The Board of the FAI has approved the plan to restart the SSE Airtricity League season.
Earlier this week, the National League Executive Committee announced a plan to resume on July 31 with a truncated season.
After a contentious vote of 10 clubs to 9, the original plan for relegation and promotion will be retained.
The top flight season is reduced to 18-games apiece, including those that had already been played before the COVID-19 lockdown.
Sligo Rovers are among the sides unhappy with the format for the league's resumption.
Bit-o-Red treasurer David Rowe told Off The Ball earlier this week, "It's patently unfair and I know there's been court cases in other jurisdictions of similar decisions and talks of boycotts and all sorts of stuff.
"There's anger among nine Premier Division clubs."
.@shamrockrovers chairman Jonathan Roche thinks a change to the relegation system would have "drastically affected" the integrity of both the Premier and First Divisions pic.twitter.com/4az8tWEo9j
— Off The Ball (@offtheball) July 1, 2020
Rowe added, "We signed up against our better financial judgement to compete because we're a soccer club and that's what we do.

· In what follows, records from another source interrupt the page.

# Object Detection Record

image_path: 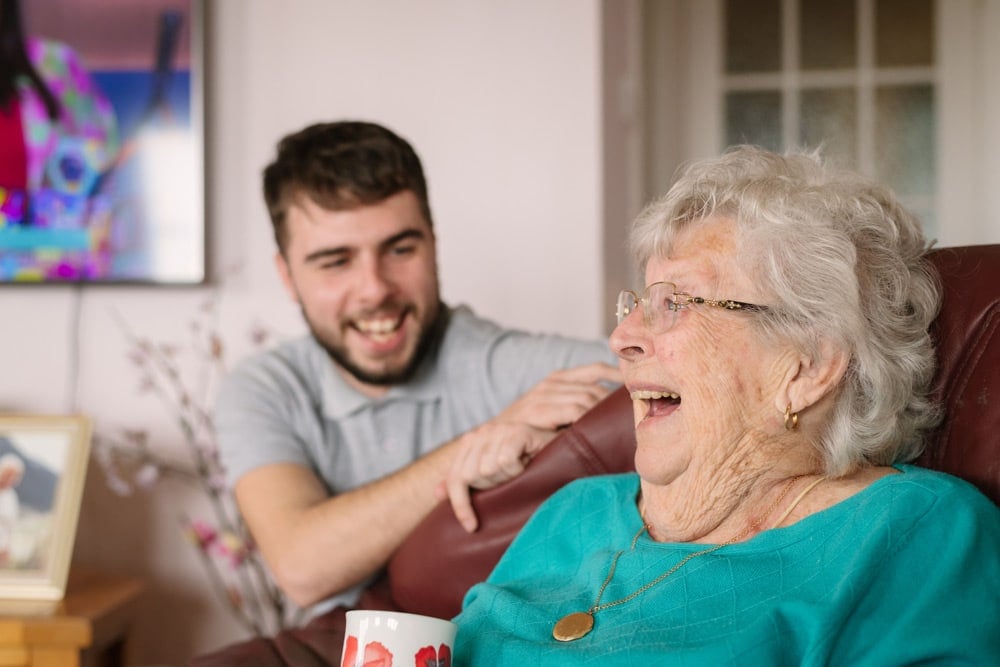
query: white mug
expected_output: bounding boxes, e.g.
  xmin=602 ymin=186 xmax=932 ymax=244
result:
xmin=340 ymin=609 xmax=458 ymax=667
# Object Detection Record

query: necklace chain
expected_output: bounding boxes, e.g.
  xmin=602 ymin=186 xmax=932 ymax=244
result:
xmin=587 ymin=475 xmax=808 ymax=614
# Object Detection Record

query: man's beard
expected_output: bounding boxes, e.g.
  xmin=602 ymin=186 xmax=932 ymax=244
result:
xmin=302 ymin=303 xmax=447 ymax=387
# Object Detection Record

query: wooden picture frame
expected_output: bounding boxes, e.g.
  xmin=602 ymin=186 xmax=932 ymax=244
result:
xmin=0 ymin=415 xmax=92 ymax=601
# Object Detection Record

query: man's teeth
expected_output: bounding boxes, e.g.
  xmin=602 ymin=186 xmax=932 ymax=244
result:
xmin=630 ymin=389 xmax=681 ymax=401
xmin=357 ymin=319 xmax=399 ymax=335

"We were kind of inveigled into that on the belief that certainly the one up and one down and playoffs would not be the relegation proposal.
"We feel we've been mugged from all sides."
The 10-9 vote was won, largely thanks to a swing from Shamrock Rovers.
The Hoops were the only Premier Division side to vote in favour of the format that's now been greenlit by the FAI.
"We think if the promotion and relegation system was changed, it would have a dramatic effect on the First Division as well as the Premier Division," Rovers chairman Jonathan Roche told Off The Ball.
"We as a club expressed this opinion that it would drastically impact the competitiveness of the league if only one team is relegated and one team promoted.
"We have a different opinion to six clubs up until the other day when nine then expressed an opinion and that's where we are."